Fast Track border crossing (this is especially fruitful for intermodal container trains from Canada and Mexico that could be aided by using the BTD device, and its use would easily de-congest the borders).
Less Validations. Currently each CTPAT participant gets validated every 1-3 years and by reaching Tier 4, the validation could be for as long as every 5 years.
Huge improvement in CTPAT participants’ TMS and GTS tracking.
The lack of predictability created by the global pandemic has made asset tracking (non-powered ocean containers specifically) even more critical for organizations and their customers.
A recent Freight Waves survey of Supply Chain executives in Summer of 2021 reported that 63% said real-time track and trace is the most important customized feature to them in any supply chain monitoring system.
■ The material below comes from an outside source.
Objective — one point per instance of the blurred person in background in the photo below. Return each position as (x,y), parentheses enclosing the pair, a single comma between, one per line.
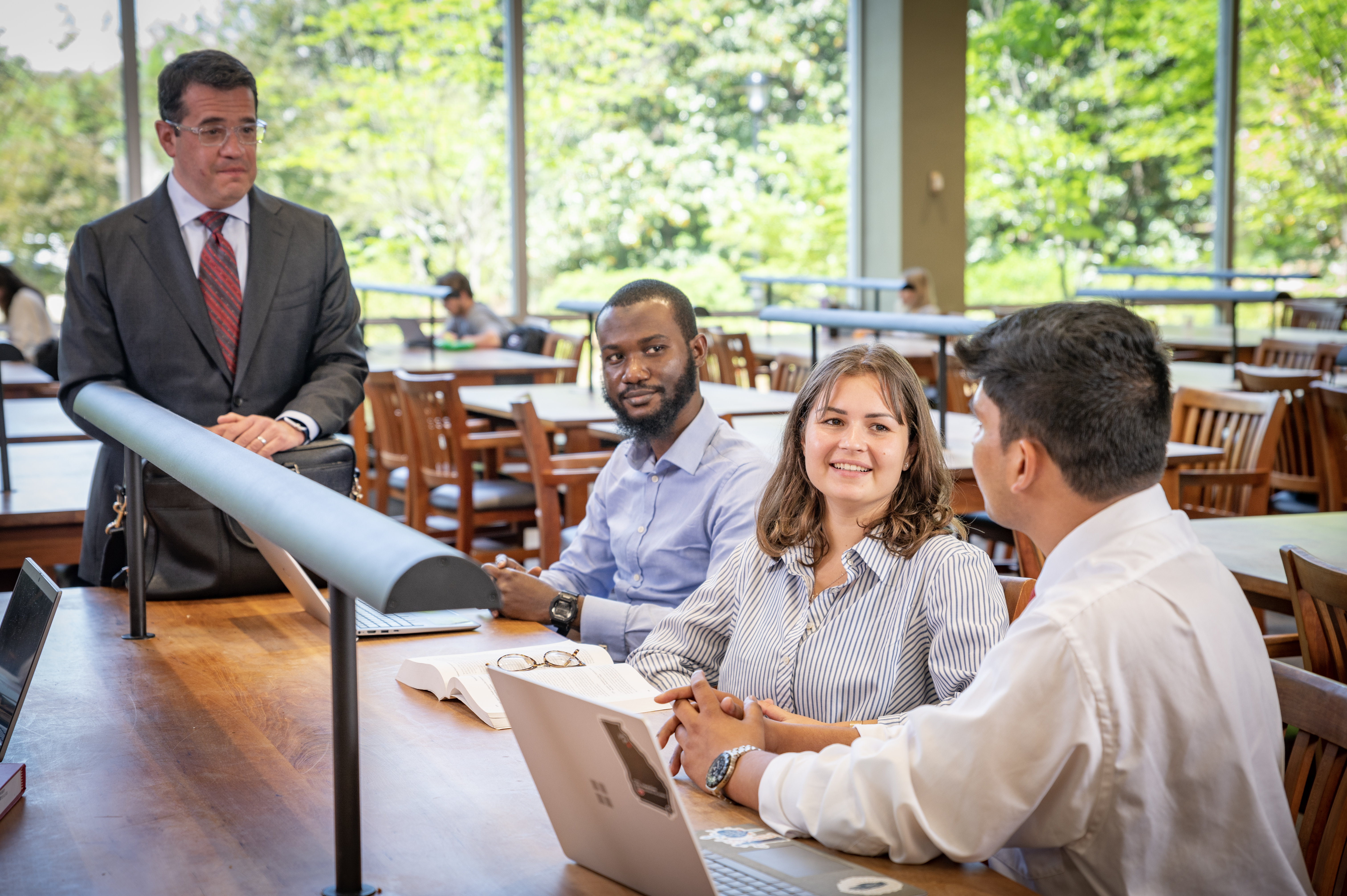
(471,321)
(918,293)
(30,325)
Shockingly, 63% of respondents also said that the method they use to perform track and trace processes to gain visibility for the products currently within their supply chain is their employees making check calls. The number one need for those same executives was to know, for certain, where the freight is located, and if it has been compromised!
The hole in the donut of many of the systems on the market is there is no universal device/system that accurately tracks and detects anomalies in your freight at a cost of less than $150 per shipment, and cumbersome install, de-install, and return-to-owner process. BTD has no CapEx and requires only a $26/unit lease (in commercial volumes).